A escrita da crônica é um exercício da memória. É como se eu caminhasse por um galpão imenso procurando histórias. O exercício de caminhar e de procurar já me fazem bem, mas fico mais feliz quando encontro uma história que tem o brilho necessário para virar uma crônica.
Na caminhada de hoje, encontrei uma aventura que vivi quando fiz o Caminho de Compostela pela segunda vez, em 2017. Viajei à Espanha para peregrinar 820 km em 31 dias — e para fazer outras coisas também.
Muita gente pensa no Caminho como sendo uma longa caminhada e só. Mas a jornada é imensa por todas as experiências que se pode viver: com os pés, com as mãos, os cheiros, as paisagens, os sentimentos; e com as dores, as azias, as ressacas, as gargalhadas, as amizades. Uma vida toda acontece quando se caminha tanto ao lado de pessoas.
Javi e Jinez, dois amigos espanhóis, caminhavam juntos quando os conheci. Também foi quando me juntei a Maitê, Liga, Luca, Pepe, Moisés, Carlos e Sebas, peregrinos de todo canto do mundo que conheci caminhando. Formamos um grupo grande de peregrinos que, como Moisés dizia, “desfrutavam” o caminho. Ficamos amigos. Nos poucos dias que caminhamos juntos, conversamos bastante e aproveitamos as cidades. Ficávamos quase sempre nos mesmos albergues e, no fim de cada caminhada diária, nos encontrávamos para celebrar.
Foi lá pelo décimo segundo dia de peregrinação, em Logroño, que Javi e Jinez tiveram a ideia de caminhar à noite. O desafio era um pouco difícil, mas todo mundo gostou e quis cumpri-lo. Começamos a nos planejar à tarde. Quando a noite chegou, tomamos um banho, arrumamos as mochilas e saímos do albergue, que ainda mal tinha nos recebido. Parecia loucura caminhar sem luz e sem descanso. Mas também parecia excitante.
É claro que a caminhada era um pretexto. O que queríamos mesmo era lavar a alma, celebrar, criar intimidades. Teríamos que nos despedir em breve de alguns peregrinos que não fariam o Caminho todo. O desafio era uma espécie de comemoração.
Então fomos ao centro da cidade, comer e beber. E comemos e bebemos bastante, festejamos a amizade num lugar de quase mil anos de história. Eram muitas histórias juntas. Ficamos bêbados juntos.

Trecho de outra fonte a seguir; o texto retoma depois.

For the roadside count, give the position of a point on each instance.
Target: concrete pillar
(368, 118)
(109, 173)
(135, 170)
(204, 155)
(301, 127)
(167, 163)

À meia noite, entramos em uma boate. Saímos às duas da manhã. E mesmo sem condições de caminhar, Javi, Jinez e Moisés partiram para o Caminho. Eu, Liga e Maitê ficamos. Nos hospedamos em um hotel próximo. Mal lembro como cheguei e dormi. Mas no outro dia estávamos de pé bem cedo, já recordando a noite e ainda celebrando. Depois pegamos um ônibus e fomos atrás dos amigos. Havíamos despachado as mochilas no dia anterior para que a aventura fosse menos penosa. Reencontramos Jinez e Moizés no albergue combinado. Os dois descansavam, ambos com insolação nas costas. Javi estava no hospital, cuidando das pernas que haviam sofrido com o exagero da noitada. Chegamos e também fomos descansar o corpo.
A alma já estava lavada, pronta para o próximo dia no Caminho.